Heider a passé le message de Bookchin aux avocats de Öcalan. Le leader kurde emprisonné a envoyé une réponse en mai. Dans la nouvelle missive, les intermédiaires de Öcalan ont mentionné que “il parlait de lui-même comme d’un bon élève de votre pensée.”
Öcalan a transmis qu’il était en désaccord avec Bookchin sur quelques points et que la philosophie non-occidentale l’aidait aussi à façonner sa vision ainsi. Mais il a dit à son intermédiaire de transmettre à Bookchin que “le mouvement de libération kurde serait déterminé à mettre en œuvre avec succès ses idées.”
Bookchin a répondu le 9 mai. “Je ne suis pas en mesure de poursuivre un dialogue théorique approfondi avec M. Öcalan”, “Mais les Kurdes sont “bien heureux” d’avoir Öcalan comme leader.”
Öcalan est devenu, écrivit Biehl plus tard à l’intermédiaire, “un phare pour [Bookchin] dans ses dernières années.”
De la prison, Öcalan a rapidement fait mettre en œuvre les nouvelles idées qu’il a développées en lisant Bookchin.

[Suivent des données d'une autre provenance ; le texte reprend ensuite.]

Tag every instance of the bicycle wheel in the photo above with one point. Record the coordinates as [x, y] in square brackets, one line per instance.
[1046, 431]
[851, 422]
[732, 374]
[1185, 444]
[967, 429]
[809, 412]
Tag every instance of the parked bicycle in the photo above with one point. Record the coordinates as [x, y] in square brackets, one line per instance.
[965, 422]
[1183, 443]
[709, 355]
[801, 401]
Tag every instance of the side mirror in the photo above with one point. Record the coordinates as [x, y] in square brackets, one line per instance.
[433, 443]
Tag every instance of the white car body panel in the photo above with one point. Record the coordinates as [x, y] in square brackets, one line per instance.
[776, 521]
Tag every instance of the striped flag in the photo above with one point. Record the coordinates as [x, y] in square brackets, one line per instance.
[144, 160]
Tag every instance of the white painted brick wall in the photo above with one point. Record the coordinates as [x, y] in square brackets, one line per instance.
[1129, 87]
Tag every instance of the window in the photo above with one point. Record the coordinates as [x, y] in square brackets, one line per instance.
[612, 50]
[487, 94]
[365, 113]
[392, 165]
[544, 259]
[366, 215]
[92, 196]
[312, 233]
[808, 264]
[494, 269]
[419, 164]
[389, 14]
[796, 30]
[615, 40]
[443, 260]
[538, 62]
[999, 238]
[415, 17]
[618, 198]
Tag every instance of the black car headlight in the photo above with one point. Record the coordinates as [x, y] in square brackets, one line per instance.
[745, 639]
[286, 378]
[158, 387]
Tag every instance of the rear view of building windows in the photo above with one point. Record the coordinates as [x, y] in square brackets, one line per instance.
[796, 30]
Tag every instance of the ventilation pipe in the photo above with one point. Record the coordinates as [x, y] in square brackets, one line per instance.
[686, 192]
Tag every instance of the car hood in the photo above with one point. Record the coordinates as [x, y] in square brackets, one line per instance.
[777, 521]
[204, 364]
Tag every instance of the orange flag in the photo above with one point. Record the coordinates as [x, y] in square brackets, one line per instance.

En 2005, il formule une déclaration du PKK disant que la libération kurde ne serait pas atteinte par la mise en place d’un nouvel État-nation sur des bases ethniques. L’Etat-nation entraîne l’oppression. La déclaration fait valoir qu’il devait y avoir une autre façon, moins centralisée pour les Kurdes, à terme, de se gouverner. Ce fut un acte d’accusation étonnant contre le passé du socialisme sortant de la bouche de l’un des plus marxistes purs et durs du 20e siècle.
L’annonce a consacré l’idée centrale de Öcalan, pour les Kurdes et les autres communautés vivant dans les zones à majorité kurde, celle du “confédéralisme démocratique”.
Les régions kurdes dans le sud-est en Turquie ont profité d’une période de paix relative entre le PKK et l’Etat central pour mettre la philosophie d’Öcalan-Bookchin en pratique, par la mise en place “d’assemblées démocratiques” au niveau du quartier et du village. Parce que les femmes étaient des combattantes actives depuis longtemps dans le PKK et parce qu’Öcalan prenait à son compte le discours de Bookchin pour “abolir les hiérarchies et briser le patriarcat”, ces assemblées ont pris la décision encore plus radicale d”inclure les femmes à tous niveaux, comme une exigence non négociable.
Lorsque Bookchin est mort en 2006, une assemblée du PKK a salué Bookchin dans une résolution : “Nous nous engageons à maintenir Bookchin vivant dans notre lutte”.
Mais il a fallu l’effondrement réel de l’un des États-nation les plus centralisés de la région (la Syrie d’Assad) pour que la vision anti-étatique d’Öcalan se manifeste pleinement.